Threads are scheduled to run based on their scheduling priority. Each thread is assigned a scheduling priority. The priority levels range from zero (lowest priority) to 31 (highest priority).
***Only the zero-page thread can have a priority of zero. (The zero-page thread is a system thread responsible for zeroing any free pages when there are no other threads that need to run.)***

Q. Is this zero-page thread is created immediately after the process is created?


If a higher-priority thread becomes available to run, the system rejects to execute the lower-priority thread (without allowing it to finish using its time slice), and assigns a full time slice to the higher-priority thread.


Q. So the process will only run one thread at a time since its after the highest priority thread only!
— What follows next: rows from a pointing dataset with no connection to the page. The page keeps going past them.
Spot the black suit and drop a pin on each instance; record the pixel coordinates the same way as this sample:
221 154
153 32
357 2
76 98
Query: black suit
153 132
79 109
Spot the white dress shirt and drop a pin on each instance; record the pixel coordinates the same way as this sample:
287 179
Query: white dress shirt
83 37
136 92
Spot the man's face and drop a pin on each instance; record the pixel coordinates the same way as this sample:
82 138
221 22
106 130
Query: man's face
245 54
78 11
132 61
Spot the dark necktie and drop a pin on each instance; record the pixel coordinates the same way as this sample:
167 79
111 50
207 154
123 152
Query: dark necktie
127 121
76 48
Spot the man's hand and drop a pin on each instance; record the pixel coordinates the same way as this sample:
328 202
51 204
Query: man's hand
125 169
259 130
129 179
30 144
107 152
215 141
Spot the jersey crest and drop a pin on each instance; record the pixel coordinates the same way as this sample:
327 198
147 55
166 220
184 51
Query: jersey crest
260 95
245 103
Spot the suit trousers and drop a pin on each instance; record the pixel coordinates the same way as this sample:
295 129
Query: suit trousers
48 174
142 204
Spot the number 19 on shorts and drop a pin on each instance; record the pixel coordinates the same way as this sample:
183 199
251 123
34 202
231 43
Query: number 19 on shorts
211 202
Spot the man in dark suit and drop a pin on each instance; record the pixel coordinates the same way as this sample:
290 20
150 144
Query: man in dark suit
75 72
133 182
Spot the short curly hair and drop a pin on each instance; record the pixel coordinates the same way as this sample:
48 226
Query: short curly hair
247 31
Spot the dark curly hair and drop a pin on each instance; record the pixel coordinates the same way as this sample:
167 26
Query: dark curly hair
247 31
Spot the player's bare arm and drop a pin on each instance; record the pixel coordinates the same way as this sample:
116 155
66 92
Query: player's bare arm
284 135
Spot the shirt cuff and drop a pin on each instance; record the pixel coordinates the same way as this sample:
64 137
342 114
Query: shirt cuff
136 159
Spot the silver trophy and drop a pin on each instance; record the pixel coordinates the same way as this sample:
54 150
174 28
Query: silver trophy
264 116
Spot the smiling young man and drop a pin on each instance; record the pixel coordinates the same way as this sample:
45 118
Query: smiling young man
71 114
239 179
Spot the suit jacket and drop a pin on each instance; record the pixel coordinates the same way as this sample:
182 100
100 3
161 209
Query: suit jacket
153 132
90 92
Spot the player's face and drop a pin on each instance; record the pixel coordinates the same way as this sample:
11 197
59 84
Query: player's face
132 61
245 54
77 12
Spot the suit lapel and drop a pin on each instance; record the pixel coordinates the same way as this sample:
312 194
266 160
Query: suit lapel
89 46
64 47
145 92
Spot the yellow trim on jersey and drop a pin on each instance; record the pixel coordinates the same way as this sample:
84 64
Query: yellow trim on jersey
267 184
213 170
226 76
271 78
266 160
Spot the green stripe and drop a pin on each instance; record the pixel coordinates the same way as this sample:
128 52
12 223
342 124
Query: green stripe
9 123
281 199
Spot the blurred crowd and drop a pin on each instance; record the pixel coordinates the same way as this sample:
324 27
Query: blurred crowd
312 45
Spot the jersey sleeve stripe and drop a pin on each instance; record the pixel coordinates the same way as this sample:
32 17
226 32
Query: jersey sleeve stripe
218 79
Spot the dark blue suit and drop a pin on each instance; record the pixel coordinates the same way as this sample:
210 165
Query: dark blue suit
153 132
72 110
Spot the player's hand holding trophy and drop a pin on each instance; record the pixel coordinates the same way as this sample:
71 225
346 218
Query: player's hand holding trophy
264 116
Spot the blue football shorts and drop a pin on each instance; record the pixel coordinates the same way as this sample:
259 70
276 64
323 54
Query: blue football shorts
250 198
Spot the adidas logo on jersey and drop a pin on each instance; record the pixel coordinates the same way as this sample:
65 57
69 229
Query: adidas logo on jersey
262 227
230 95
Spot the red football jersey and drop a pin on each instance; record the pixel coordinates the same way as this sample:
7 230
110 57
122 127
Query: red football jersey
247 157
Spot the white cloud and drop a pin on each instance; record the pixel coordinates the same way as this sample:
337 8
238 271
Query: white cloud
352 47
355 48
So the concept of multi-threading doesn't exist! Can you clarify please


Please clarify your answer, if you don't mind! Talk to me like you are talking to 3 years old kid...I'm trying to understand the concepts before i go into cosing multi-threads.

Multi-processing (siultaneous processing) does not truely exist on a computer with a single processor. Only one thread at a time can run. The processor switches threads so quickly that it only appears to the human eye that they are all running at the same time. Its impossible for a single processor to execute two instructions at the exact instance of time.

That is not the same as scheduling threads with priority. The scheduler will give the thread with the highest priority the most CPU time. And if you increase a thread's priority high enough it may even disable the entire operating system because it will get no CPU time.

Is this zero-page thread is created immediately after the process is created?